In `@crates/node/plugin.d.ts`:
- Around line 48-61: The inline pendingMarks shape in
registerLlmRequestIntercept duplicates the new PendingMarkSpec interface, so
update the registerLlmRequestIntercept callback/options types to reference
PendingMarkSpec[] instead of redefining the object shape.
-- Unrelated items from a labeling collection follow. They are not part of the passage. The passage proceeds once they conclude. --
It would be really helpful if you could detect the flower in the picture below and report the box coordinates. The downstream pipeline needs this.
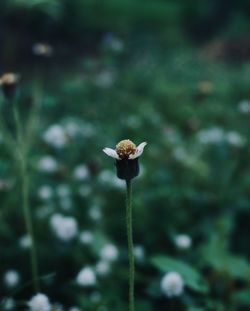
[50,214,78,241]
[174,234,192,250]
[100,244,118,261]
[38,155,58,173]
[161,271,184,298]
[0,72,20,99]
[103,139,147,180]
[32,43,53,57]
[28,293,51,311]
[4,270,20,288]
[79,231,94,244]
[76,267,96,286]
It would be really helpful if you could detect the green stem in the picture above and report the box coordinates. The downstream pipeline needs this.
[13,105,39,292]
[22,159,40,292]
[126,180,135,311]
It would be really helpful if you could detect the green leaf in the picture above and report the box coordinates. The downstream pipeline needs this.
[151,255,208,293]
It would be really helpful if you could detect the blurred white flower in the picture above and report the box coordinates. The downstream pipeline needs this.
[73,164,89,181]
[32,42,53,57]
[174,234,192,250]
[2,298,16,311]
[38,185,53,200]
[43,124,67,148]
[79,231,94,244]
[4,270,20,288]
[50,214,78,241]
[37,156,58,173]
[19,234,32,249]
[28,293,51,311]
[88,205,102,221]
[95,260,110,276]
[238,99,250,114]
[78,185,91,197]
[134,245,145,261]
[226,131,246,147]
[56,184,71,198]
[197,127,225,144]
[161,271,184,298]
[76,267,96,286]
[100,244,119,261]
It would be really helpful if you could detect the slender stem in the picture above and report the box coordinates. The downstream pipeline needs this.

Keep the
PendingMarkSpec interface as the single source of truth and reuse it wherever
the pending mark array is typed, including the ToolExecutionInterceptOutcome
contract if applicable.
In `@crates/node/tests/tools_tests.mjs`:
- Around line 630-670: The Node tool execution test in toolCallExecute should
also verify event ordering, not just parentage. In the existing
replaced_tool/intercept flow, capture the tool end event alongside the pending
mark and assert the pending mark is observed after the end event, matching the
contract already covered by
test_tool_execution_outcome_marks_follow_end_with_tool_parentage. Use the
existing event collection in tools_tests.mjs and the current start/mark
assertions to add an end-before-mark ordering check.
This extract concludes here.